И странствия, и последовавшие за ними местные успехи клана Эрвиллов весьма и весьма интересны; жаль, что повествующее о них исполинское окно сделано так бездарно. На эту работенку напросился сын одного из школьных товарищей предыдущего вождя клана, человек, следивший за модой, но не слишком талантливый. И он выполнил все слишком буквально. Получилось смертельно скучно и крикливо; короче, глядя на витраж, я хотел скрежетать зубами.
– Да, дядя, вы правы, я думаю,—солгал я.
– Ну разумеется, я прав, Прентис,—неторопливо кивнул дядя Хеймиш.
Он лысел, но лысел по моде, которая считала, что длинные пряди волос, аккуратно зачесанные поперек голой черепушки, смотрятся лучше, чем открытый всем стихиям срам. Окрашенный свет витража скользил по блестящей коже и почти столь же ярко блестящим от бриллиантина волосам; я глядел на это свинство и думал: «Не голова, а натуральная жопа». И вдруг поймал себя на том, что невольно мурлычу подходящую музыкальную фразу из рекламы сигар «Гамлет» и думаю о Грегоре Фишере
[18]
.
– Прентис, ты придешь ко мне вечером на молитву?
О черт, подумал я.
– Пожалуй, нет, дядя,– напустил я в голос уйму сожаления,– Надо в «Як» заскочить, решить один вопросик насчет девочки и джакузи. Прямо отсюда рвану.– Я снова солгал.
Дядя Хеймиш посмотрел на меня; морщины на его лбу были собраны в пучки и спутаны, карие глаза – как узлы.
– Джакузи, Прентис? – Слово «джакузи» прозвучало так, как в яковитской трагедии главный герой произносит имя своего палача
[19]
.
– Да, джакузи.
– Это такая ванна, я не ошибаюсь?
– Ванна.
– Надеюсь, ты не собираешься встречаться в ванне с этой юной леди, Прентис? – Губы дяди Хеймиша медленно растянулись – вероятно, в улыбке.

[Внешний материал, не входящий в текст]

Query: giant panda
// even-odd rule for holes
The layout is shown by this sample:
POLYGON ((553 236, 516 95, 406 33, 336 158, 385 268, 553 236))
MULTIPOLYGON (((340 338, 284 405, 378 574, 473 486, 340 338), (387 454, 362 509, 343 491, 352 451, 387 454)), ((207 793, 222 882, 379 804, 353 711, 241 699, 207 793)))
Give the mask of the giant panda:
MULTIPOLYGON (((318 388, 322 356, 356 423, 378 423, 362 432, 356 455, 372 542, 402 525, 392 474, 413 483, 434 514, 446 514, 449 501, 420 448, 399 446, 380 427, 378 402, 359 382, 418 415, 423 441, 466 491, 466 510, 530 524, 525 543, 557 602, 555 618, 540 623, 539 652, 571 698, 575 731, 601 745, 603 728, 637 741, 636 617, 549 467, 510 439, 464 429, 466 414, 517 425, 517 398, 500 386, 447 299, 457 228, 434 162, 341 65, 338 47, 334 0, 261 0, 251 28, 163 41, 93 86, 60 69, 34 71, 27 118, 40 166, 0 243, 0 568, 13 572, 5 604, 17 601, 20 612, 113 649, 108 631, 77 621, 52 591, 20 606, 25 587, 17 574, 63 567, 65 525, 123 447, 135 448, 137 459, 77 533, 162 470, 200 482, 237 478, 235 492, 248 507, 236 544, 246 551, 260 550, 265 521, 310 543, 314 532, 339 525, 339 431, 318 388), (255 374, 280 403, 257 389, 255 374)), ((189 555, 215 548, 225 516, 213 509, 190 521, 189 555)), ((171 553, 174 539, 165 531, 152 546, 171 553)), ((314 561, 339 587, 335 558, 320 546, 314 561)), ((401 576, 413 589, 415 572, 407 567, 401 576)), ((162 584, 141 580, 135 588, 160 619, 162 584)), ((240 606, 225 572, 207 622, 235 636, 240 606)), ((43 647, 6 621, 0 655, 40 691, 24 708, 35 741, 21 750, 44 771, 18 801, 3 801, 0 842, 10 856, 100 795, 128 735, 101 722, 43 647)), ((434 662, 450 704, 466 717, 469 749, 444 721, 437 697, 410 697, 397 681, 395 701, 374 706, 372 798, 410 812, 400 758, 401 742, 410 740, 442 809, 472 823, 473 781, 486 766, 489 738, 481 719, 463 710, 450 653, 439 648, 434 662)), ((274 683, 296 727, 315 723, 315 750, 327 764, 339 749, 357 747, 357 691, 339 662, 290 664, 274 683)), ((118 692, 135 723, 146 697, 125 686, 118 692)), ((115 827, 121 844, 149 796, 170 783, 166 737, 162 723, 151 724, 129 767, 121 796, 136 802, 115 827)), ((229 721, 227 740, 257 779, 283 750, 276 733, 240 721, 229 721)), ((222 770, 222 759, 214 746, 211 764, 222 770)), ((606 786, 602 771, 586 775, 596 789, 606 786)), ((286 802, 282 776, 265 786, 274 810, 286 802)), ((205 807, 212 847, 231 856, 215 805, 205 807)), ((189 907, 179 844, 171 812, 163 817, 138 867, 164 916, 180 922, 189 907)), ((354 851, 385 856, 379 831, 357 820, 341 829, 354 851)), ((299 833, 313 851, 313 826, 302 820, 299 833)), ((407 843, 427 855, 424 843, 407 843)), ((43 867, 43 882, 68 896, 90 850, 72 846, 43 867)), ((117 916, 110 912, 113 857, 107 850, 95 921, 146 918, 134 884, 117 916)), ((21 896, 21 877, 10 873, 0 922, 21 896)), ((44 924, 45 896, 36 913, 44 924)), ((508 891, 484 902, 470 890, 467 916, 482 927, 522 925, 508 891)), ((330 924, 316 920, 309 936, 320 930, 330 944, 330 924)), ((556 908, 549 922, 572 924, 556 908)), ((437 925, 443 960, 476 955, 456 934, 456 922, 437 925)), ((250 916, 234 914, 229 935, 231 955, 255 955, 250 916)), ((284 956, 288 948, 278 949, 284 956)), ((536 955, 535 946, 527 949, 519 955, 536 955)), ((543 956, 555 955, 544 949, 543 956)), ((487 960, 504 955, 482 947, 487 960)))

– Что вы, дядя, бар «Якобит» вряд ли может похвастать таким сервисом,– сказал я.– Там и горячую-то воду в мужской туалет провели совсем недавно. Джакузи, о котором речь, находится в Берлине.
– Берлин? Немецкий город?
Я пораскинул мозгами: может, недослышал, может, Эш говорила о каком-то одноименном ансамбле, который недавно вошел в топ-десятку? Вряд ли.
– Да, дядя, город. Там еще стена была.
– Понятно,– кивнул дядя Хеймиш.– Берлин.– Он посмотрел на испещренный картинами средневековых битв витраж.– Это не там ли, где Ильза?
Я нахмурился:
– Тетя Ильза? Нет, она ведь, кажется, в Патагонии. Инкоммуникадо
[20]
.
Дядя Хеймиш, лицезрея ужасный фронтонный витраж, изобразил должное смущение. Затем кивнул.
– Ах да, конечно.– И взглянул на меня: – Так что же, Прентис, увидим ли мы тебя за ужином?
– Не знаю,– пожал я плечами.– Скорее всего, я в баре возьму шашлычок или рыбу.
– У тебя есть ключ?
– Да, есть. Спасибо. Я… ну… ну, вы понимаете. Вы уже будете спать, когда я приду.